Abdelkader me raconta alors qu’il avait été marié à une Française au milieu des années 70 ; qu’ils avaient divorcé et qu’elle avait eu un enfant dont il était le père. Abdelkader n’avait jamais eu entre les mains certains papiers relatifs à son propre divorce qui auraient pu lui apprendre alors l’existence de son fils. Quand ce dernier  avait interrogé sa mère sur ce père qu’il n’avait jamais connu, elle lui avait expliqué qu’il était mort dans un accident de voiture peu avant sa naissance. Je m’étonnai alors non pas tant de l’histoire que me racontait le vieil Algérien que du hasard de cette belle rencontre, conséquence d’un retard décidément bienvenu à Montparnasse. Etais-je moi aussi comme cet homme qui avait ignoré pendant des années une partie de son histoire familiale ? Pourquoi cette rencontre - avec un Algérien de surcroît ! - le jour où précisément je retournais voir ma mère dans une sorte de quête d’identité, mon enquête d’identité ?  Si j’admettais une part de hasard, je n’allais pas jusqu’à croire au mektoub, à cette fatalité arabe selon laquelle tout serait déjà écrit.

«  Et qu’est-ce que tu fais comme travail ? reprit Abdelkader qui estimait avoir beaucoup parlé de lui.

-  Je suis professeur de français. J’aime beaucoup lire et écrire. Je m’intéresse beaucoup aux mots.

-  Et tu l’es ?

-  Pardon ?

-  Tu t’intéresses beaucoup… aux mots ? Tu es …homo ?

 

J’aurais pu être décontenancé par une si grande familiarité, par une question si inconvenante en ce qu’elle touchait à mon intimité. Pourtant, j’éclatai d’un  rire apotropaïque avant d’affirmer :

-  Et vous, vous êtes psy, non ?  Les psys adorent les mots, sans doute parce qu’ils aident des gens qui en ont beaucoup, des maux et des mots !

-  Tu es perspicace et tu m’as répondu. En effet je ne crois pas que notre hasard soit une rencon... euh, que notre rencontre soit un hasard.

-  Joli lapsus !

-  Nul n’est à l’abri des tours et détours de son inconscient. Comment t’appelles-tu au fait ?

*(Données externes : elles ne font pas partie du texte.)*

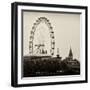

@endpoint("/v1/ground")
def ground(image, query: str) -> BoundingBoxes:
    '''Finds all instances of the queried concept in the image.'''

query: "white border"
[18,5,85,84]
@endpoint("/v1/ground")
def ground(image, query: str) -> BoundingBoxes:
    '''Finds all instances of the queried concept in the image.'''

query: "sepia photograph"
[22,10,80,77]
[11,2,87,87]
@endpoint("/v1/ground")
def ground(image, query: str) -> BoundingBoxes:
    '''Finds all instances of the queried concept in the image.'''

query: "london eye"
[29,17,55,56]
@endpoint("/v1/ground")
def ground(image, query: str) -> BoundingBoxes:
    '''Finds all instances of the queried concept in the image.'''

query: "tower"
[68,47,73,59]
[57,48,60,58]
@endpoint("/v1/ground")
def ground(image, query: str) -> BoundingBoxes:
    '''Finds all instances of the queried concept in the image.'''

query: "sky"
[23,11,80,60]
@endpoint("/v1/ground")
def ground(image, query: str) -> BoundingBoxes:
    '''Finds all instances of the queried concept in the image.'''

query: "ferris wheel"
[29,17,55,56]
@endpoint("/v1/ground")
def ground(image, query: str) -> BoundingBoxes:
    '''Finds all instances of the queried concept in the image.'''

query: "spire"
[69,47,73,59]
[57,48,59,58]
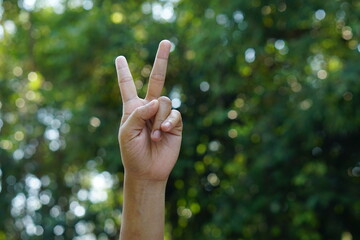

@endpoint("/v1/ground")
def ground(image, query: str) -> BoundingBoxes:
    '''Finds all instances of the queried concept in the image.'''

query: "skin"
[115,40,183,240]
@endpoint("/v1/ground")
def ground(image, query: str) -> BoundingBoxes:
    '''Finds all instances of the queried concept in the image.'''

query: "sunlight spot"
[90,117,101,128]
[111,12,124,24]
[200,81,210,92]
[245,48,255,63]
[315,9,326,21]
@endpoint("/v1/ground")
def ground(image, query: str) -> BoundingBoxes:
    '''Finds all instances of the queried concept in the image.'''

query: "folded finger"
[160,110,183,134]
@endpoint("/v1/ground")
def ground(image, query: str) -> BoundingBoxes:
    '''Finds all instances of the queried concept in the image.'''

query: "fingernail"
[152,130,161,139]
[148,99,157,106]
[163,122,171,129]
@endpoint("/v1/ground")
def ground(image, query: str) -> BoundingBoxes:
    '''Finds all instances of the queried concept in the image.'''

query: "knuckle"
[150,73,165,82]
[159,96,171,105]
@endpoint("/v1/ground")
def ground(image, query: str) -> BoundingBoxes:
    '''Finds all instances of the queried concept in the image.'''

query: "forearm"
[120,174,166,240]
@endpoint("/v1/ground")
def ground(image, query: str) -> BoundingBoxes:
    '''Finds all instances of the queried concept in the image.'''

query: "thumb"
[122,99,159,132]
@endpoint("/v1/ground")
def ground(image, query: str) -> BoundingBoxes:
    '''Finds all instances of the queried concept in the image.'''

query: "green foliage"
[0,0,360,240]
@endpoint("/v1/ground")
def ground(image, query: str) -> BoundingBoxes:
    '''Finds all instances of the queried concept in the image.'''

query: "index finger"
[115,56,137,104]
[145,40,171,101]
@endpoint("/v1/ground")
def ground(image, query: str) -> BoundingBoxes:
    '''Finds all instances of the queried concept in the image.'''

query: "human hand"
[115,40,183,181]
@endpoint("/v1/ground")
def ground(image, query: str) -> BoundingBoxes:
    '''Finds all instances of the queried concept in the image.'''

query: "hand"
[115,40,183,181]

-  Je m’appelle Sebastian. »

 

Je me mis alors à parler de mon prénom occupant dans la conversation toute la place qu’Abdelkader me laissait d’ailleurs bien volontiers, plus prompt qu’il était à écouter qu’à parler. J’évoquai la portée symbolique du prénom Sébastien, parlant du saint  transpercé de flèches comme d’une figure  associée à l’homosexualité chez Cocteau –sujet de ma thèse- et bien d’autres. Je citai aussi évidemment  l’un de mes auteurs préférés,  Oscar Wilde, qui avait fini sa vie sous le pseudonyme de Sebastien Melmoth. Je trouvais agréable d’avoir un interlocuteur si attentif au flot ininterrompu de mes paroles. Je m’écoutais parler. Quand je ne trouvai plus rien à dire sur mon prénom, Abdelkader rompit le silence :

«  Tu en connais beaucoup sur les autres Sébastien, mais qui es-tu, toi, Sebastian ? Voilà la question que tu sembles te poser. Tu chemineras encore loin, très loin : qui sait,  jusqu’en Algérie, inchallah ! Je descends ici.

-         Déjà ? »

 

Le silence est parfois une réponse. L’homme disparut comme il était apparu, me plongeant dans des abysses de perplexité. Que signifiait donc cette série de hasards qui, à force de s’accumuler, ressemblait de plus en plus à … de la nécessité ! J’attrapai mon carnet dans lequel je consignais des mots et des idées qui me traversaient l’esprit, me plaisaient et auxquels je faisais en général un sort plus tard. J’écrivis notre rencontre, les mots d’Abdelkader, et repensai avec force à ce « coming out involontaire ». Je biffai « involontaire » et le remplaçai par « inconscient ». J’aimais assez la polysémie du mot qui évoquait à la fois une certaine dangerosité et l’aspect incontrôlé de cette révélation intime. « Révélation » me semblait d’ailleurs un mot meilleur que l’anglicisme coming out que je rayai à son tour. Une révélation, comme en photographie. La connotation religieuse du mot me dérangeait néanmoins : la révélation, c’était l’apocalypse, terme de ce qui était caché jusque-là. Mais faire son coming out n’était pas apocalyptique quand même ! Encore que… Non, le mot ne me plaisait pas et j’en cherchai un autre.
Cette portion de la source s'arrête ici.